The paper by Hall and Mitchell complements that of Wallis by considering a number of ways of obtaining weights for combining densities, including weights based on the Kullback–Leibler information criterion (KLIC). Hall and Mitchell follow Bao, Lee and Saltoğlu (2004) in describing the use of KLIC to test for equal accuracy between competing density forecasts. They suggest the use of KLIC as a unified tool for the evaluation, comparison and combination of density forecasts, and provide an empirical illustration that compares the Bank of England and National Institute density forecasts of UK inflation.

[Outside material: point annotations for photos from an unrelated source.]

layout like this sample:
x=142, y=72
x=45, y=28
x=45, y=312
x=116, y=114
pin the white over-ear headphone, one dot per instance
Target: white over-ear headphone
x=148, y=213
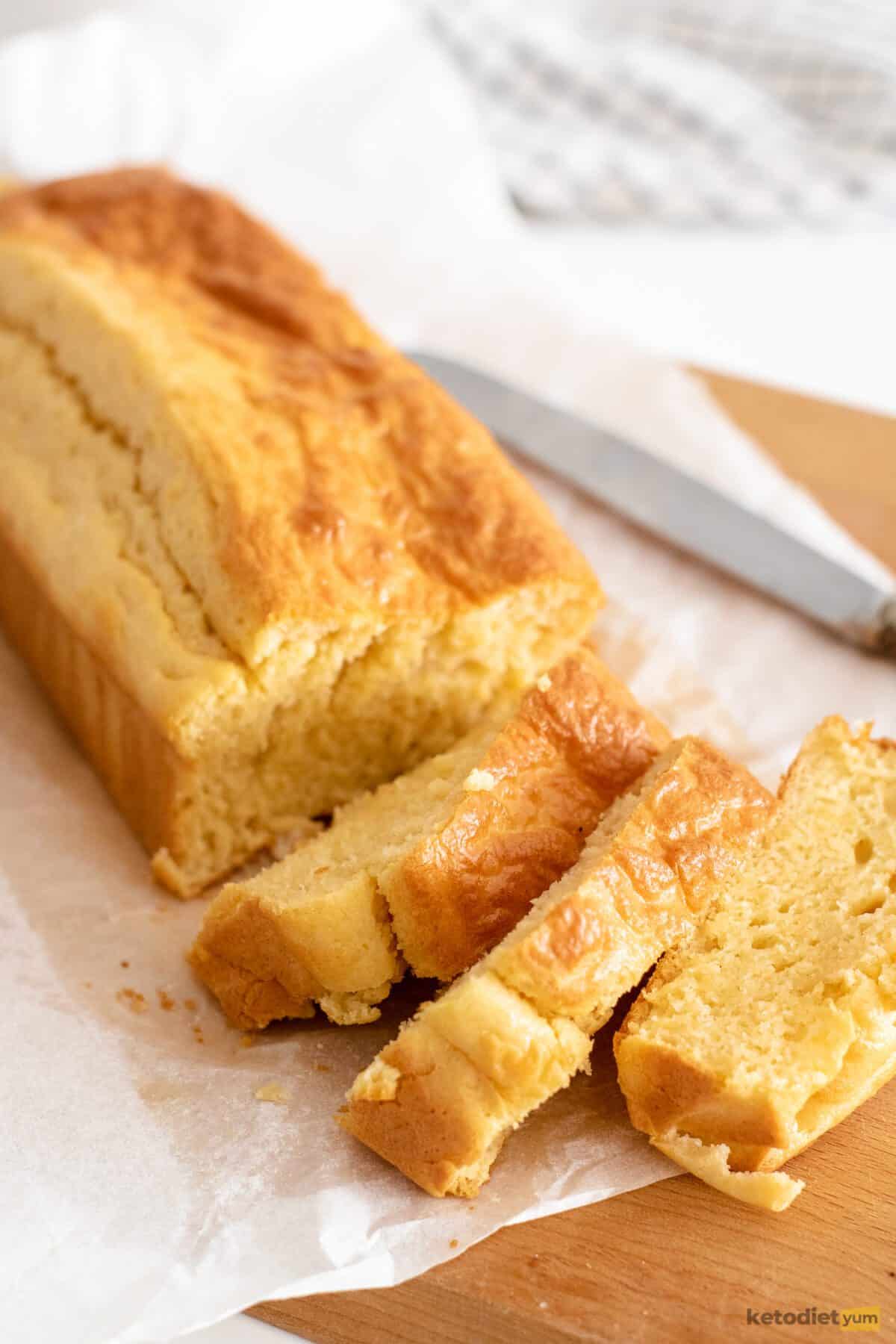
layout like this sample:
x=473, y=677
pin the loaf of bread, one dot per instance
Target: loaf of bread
x=437, y=866
x=441, y=1098
x=257, y=558
x=778, y=1018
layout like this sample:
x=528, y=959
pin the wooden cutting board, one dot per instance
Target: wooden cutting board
x=676, y=1261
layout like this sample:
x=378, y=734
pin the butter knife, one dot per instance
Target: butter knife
x=676, y=507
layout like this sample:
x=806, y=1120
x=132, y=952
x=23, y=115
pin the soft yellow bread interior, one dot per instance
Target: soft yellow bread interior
x=778, y=1018
x=452, y=855
x=314, y=927
x=289, y=550
x=524, y=1015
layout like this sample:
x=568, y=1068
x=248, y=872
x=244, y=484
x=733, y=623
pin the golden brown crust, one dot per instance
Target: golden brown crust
x=648, y=873
x=676, y=1083
x=366, y=490
x=575, y=745
x=300, y=547
x=662, y=870
x=430, y=1113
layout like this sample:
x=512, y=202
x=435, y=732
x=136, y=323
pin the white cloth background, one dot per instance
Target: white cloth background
x=684, y=111
x=146, y=1191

We hope that this Special Issue of the Oxford Bulletin will serve to foster debate and academic enquiry on all aspects of the role of information in economic forecasting.


  • 1

    It is also sometimes argued that one of the routes by which parsimonious models might be derived – a general-to-specific modelling strategy – may often fail to deliver the desired result. A recent, and not untypical, example from a paper that seeks to establish tests and procedures for selecting models is, ‘A sharp result in the tables is that the sequential model selection method is characterized by the worst performance, likely due to its tendency to select over-parameterized models (cases with 40 or more predictors in the final model were not uncommon)’ (see Giacomini and White, 2004). However, it transpires that despite the crucial development of multipath search procedures, the authors concede, ‘We consider a single reduction path and perform only a subset of the tests used by Hoover and Perez (1999)’. Thus, little of value is learned from their exercise, and two more potentially misleading sources of ‘folklore’ circulate that ‘overfitting’ or a lack of parsimony per se are detrimental to forecasting.

  • 2

    On decision-based forecast evaluation in macroeconomics, see Granger and Pesaran (2000a, b), and Clements (2004).

  • 3

    A ‘fixed-point’ analysis (like that proposed by Marget, 1929) is possible, but seems unlikely for phenomena prone to bubbles. However, transaction costs allow some predictability.

  • 4

    An equally influential paper that argues for the predictability of consumption is Davidson et al. (1978).

  • 5

    Cairncross (1969) suggested the example of forecasting UK GNP in 1940 for 1941 – a completely different outcome would have materialized had an invasion occurred. The theoretical analyses discussed above could have helped to formalize many of the issues he raised.

  • 6

    Forecasting Economic and Financial Time Series Using Nonlinear Methods, International Journal of Forecasting, Vol. 20, No. 2 (2004).

  • 7

    This section is based on Clements and Hendry (2003).

  • 8

    Another automated approach that is designed for selecting models for forecasting is based on the work of Phillips (1994, 1995, 1996, 2003), and re-selects the model specification and re-estimates as new information accrues, to ensure adaptability.